Important to note is that different source selection mechanisms use different structures for source capability profiles, and require different pruning algorithms.
Multi-level Source Relevance Reasoning
- Step 1: Level-one relevance pruning -
This step discovers the candidate information sources whose content descriptions are related to the scope of a query Q (e.g., in terms of substring matching).
For level-one relevance pruning we use the user query scope description of Q and the content and category description of the sources.
The redundancy or replication of the sources will be detected and removed. Other factors such as unavailability of the sources or affordability of the sources should be considered at this step too. We call the set of sources selected by this step as target information sources of level-one relevance.
- Step 2: Level-two relevance pruning -
This step prunes the information sources that have level-one relevance but do not offer enough query capability to contribute to the answer of Q. This is due to either the restriction on the scope of query parameters of Q, or the restriction on the list of input or output arguments of the sources, or the conflict of query interest with the access constraints associated with the sources.

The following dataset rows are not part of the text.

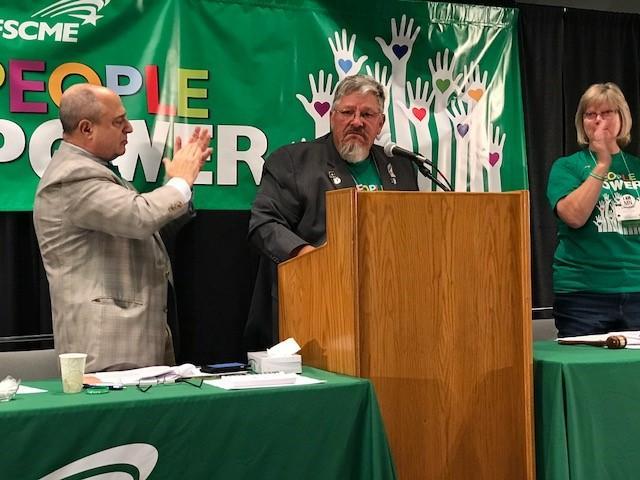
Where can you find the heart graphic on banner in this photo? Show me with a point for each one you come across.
(400, 50)
(419, 113)
(443, 84)
(462, 128)
(476, 94)
(322, 107)
(345, 65)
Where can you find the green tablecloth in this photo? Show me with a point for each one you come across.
(587, 409)
(325, 431)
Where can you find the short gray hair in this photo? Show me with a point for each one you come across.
(359, 84)
(79, 102)
(611, 94)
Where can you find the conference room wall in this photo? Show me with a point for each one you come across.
(562, 52)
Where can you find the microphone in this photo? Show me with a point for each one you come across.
(391, 149)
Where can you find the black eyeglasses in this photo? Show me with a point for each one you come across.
(605, 115)
(349, 114)
(145, 385)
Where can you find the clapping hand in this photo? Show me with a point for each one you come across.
(188, 159)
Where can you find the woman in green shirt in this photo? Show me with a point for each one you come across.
(595, 194)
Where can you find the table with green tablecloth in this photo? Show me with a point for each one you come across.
(587, 410)
(331, 430)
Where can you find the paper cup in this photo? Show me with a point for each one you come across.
(72, 371)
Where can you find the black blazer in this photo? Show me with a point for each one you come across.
(289, 212)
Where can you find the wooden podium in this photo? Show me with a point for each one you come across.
(428, 295)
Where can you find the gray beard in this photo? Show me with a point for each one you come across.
(353, 152)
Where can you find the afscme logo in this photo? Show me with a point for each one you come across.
(33, 30)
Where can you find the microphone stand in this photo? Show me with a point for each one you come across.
(425, 172)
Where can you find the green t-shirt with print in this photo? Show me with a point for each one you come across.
(366, 176)
(602, 256)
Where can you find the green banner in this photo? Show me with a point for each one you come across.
(260, 75)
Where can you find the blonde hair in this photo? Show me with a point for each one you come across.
(610, 94)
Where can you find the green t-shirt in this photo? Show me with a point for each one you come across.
(366, 176)
(602, 256)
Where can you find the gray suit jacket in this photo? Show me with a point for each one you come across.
(106, 264)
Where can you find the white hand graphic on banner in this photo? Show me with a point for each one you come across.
(319, 106)
(418, 113)
(493, 161)
(460, 119)
(475, 95)
(345, 62)
(381, 77)
(444, 84)
(398, 51)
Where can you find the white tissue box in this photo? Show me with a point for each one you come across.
(260, 362)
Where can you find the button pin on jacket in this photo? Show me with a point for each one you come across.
(391, 173)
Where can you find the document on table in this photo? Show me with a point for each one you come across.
(24, 389)
(632, 336)
(262, 380)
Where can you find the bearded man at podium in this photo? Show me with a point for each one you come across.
(288, 215)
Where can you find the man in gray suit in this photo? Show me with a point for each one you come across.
(107, 266)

The user query capacity description of Q and the source capability profiles are used in the level-two relevance pruning. We call the set of sources selected by Step 2 as target information sources of level two relevance.
- Step 3: Level-three relevance pruning -
This step explores the relevance of the data sources with respect to the content specified in the query condition to further prune irrelevant information
sources to answer $Q$. For instance, a search on database conferences should not return those conferences that are in medicine. We call the set of sources selected by this step as target information sources of level three relevance.
- Step 4: Level-four relevance pruning -
This step explores run-time information to further prune irrelevant information
sources to answer $Q$. It is especially helpful when the subset of information sources resulting from level-two relevance pruning is not significantly small comparing with the large collection of available information sources. We call the set of sources selected by this step as target information sources of level four relevance.
The level-four relevance pruning is built as a plug-and-play component
and can be turned on or tuned to play any time when the need arises.